What changed, and for whom
Under the amended Electricity (Rights of Consumers) Rules, ToD pricing applies to commercial and industrial consumers with demand above 10 kW from April 2024, extending to most other non-agricultural consumers thereafter. State commissions set the exact windows and percentages, but the national frame is:
- Solar hours (roughly eight daytime hours, state-specified): tariff 10–20% below the normal rate.
- Peak hours (typically evening): tariff 10–20% above the normal rate.
The result is a spread of up to ~40% between the cheapest and most expensive units you buy in a single day.
Why this rewrites C&I energy economics
Before ToD, when you consumed hardly mattered; now it is the bill’s biggest lever. A factory running its heaviest loads into the evening peak pays a structural premium every single day. Options:
- Shift the load — often operationally impossible.

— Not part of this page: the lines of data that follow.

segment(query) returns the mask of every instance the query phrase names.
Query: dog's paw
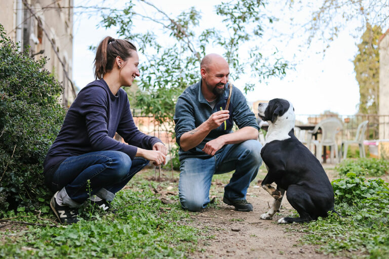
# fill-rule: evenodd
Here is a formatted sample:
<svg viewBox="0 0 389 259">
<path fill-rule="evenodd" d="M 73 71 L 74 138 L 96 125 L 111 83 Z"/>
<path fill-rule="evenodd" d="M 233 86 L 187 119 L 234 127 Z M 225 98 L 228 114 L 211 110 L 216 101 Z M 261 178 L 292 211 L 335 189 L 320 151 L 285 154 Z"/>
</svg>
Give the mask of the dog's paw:
<svg viewBox="0 0 389 259">
<path fill-rule="evenodd" d="M 279 224 L 285 224 L 287 223 L 287 222 L 286 222 L 286 221 L 285 220 L 285 218 L 281 218 L 281 219 L 278 220 L 277 223 L 278 223 Z"/>
<path fill-rule="evenodd" d="M 271 196 L 273 197 L 273 198 L 276 200 L 278 200 L 279 201 L 281 201 L 283 197 L 283 195 L 281 195 L 281 192 L 278 191 L 273 192 L 273 194 L 271 195 Z"/>
<path fill-rule="evenodd" d="M 273 216 L 271 216 L 267 213 L 264 213 L 261 215 L 260 218 L 261 220 L 271 220 L 273 219 Z"/>
</svg>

- Generate on-site — solar helps, but it produces in the cheap window, not the expensive one.
- Store — buy or self-generate in the discounted window, discharge in the premium window. This is the only option that works without touching operations.
The arithmetic of one battery, one day
Take a 1 MWh battery cycling once daily on a ₹4/kWh peak-to-cheap spread: 1,000 kWh × ₹4 × ~330 effective cycles ≈ ₹13 lakh a year from arbitrage alone — before counting demand-charge reduction or backup value. The same battery also removes evening-peak exposure that will likely widen as states tune ToD percentages upward.
What we recommend checking on your bill
- Your state’s peak and solar-hour windows and percentages (they differ meaningfully).
- Your consumption profile across those windows (interval data if you have a smart meter).
- Your demand charges — ToD savings stack on top of peak shaving.